Kai Lung Raises His Voice
- Cover of the first edition
- Author: Ernest Bramah
- Cover artist: Jin Liying (1772–1807)
- Language: English
- Series: Kai Lung
- Genre: Fantasy
- Publisher: Durrant Publishing
- Publication date: 2010
- Publication place: United Kingdom
- Media type: Print (paperback), ebook (Kindle/Mobipocket, ePub)
- Pages: x, 225
- ISBN: 978-1-905946-10-5
- Preceded by: Kai Lung: Six

= Kai Lung Raises His Voice =

2010 collection of fantasy stories by Ernest Bramah

Kai Lung Raises His voice is a collection of fantasy stories by English writer Ernest Bramah featuring Kai Lung, an itinerant story-teller of ancient China. It was first published in 2010 in paperback and ebook in the United Kingdom by Durrant Publishing, and is available world-wide.

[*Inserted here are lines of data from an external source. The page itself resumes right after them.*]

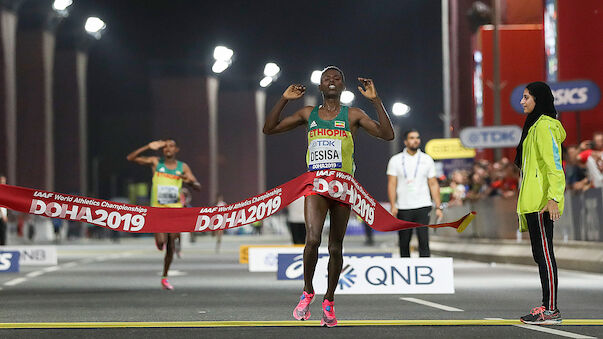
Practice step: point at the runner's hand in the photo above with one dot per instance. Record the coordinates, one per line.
(369, 90)
(156, 145)
(553, 210)
(439, 215)
(294, 91)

The collection gathers into book form the final six Kai Lung stories published by the author during his lifetime, which originally appeared in the magazine Punch and first appeared in book form in Kai Lung: Six, together with the one Kai Lung story from The Specimen Case and four previously unpublished stories, originally written before 1905, transcribed from the Bramah archives at the Harry Ransom Center by William Charlton.

==Contents==
- "Preface" (by William Charlton)
- "The Subtlety of Kang Chieng" (previously unpublished)
- "Ming Tseuen and the Emergency"
- "Lam-Hoo and the Reward of Merit"
- "Chung Pun and the Miraculous Peacocks"
- "Yeun Yang and the Empty Lo-Chee Crate"
- "Sing Tsung and the Exponent of Dark Magic"
- "Kwey Chao and the Grateful Song Bird"
- "Li Pao, Lucky Star and the Intruding Stranger"
- "The Cupidity of Ah Pak or Riches No Protection Against Thunderbolts" (previously unpublished)
- "The Romance of Kwang the Fruit Gatherer" (previously unpublished)
- "The Destiny of Cheng, the Son of Sha-kien of the Waste Expanses" (previously unpublished)

The ebook contains one additional story, an alternative version of "The Romance of Kwang the Fruit Gatherer":
- "The Emperor Who Meant Well" (previously unpublished)

== Reviews ==
- Reviewed in The Tablet, 2 September 2010, by Anthony Lejeune.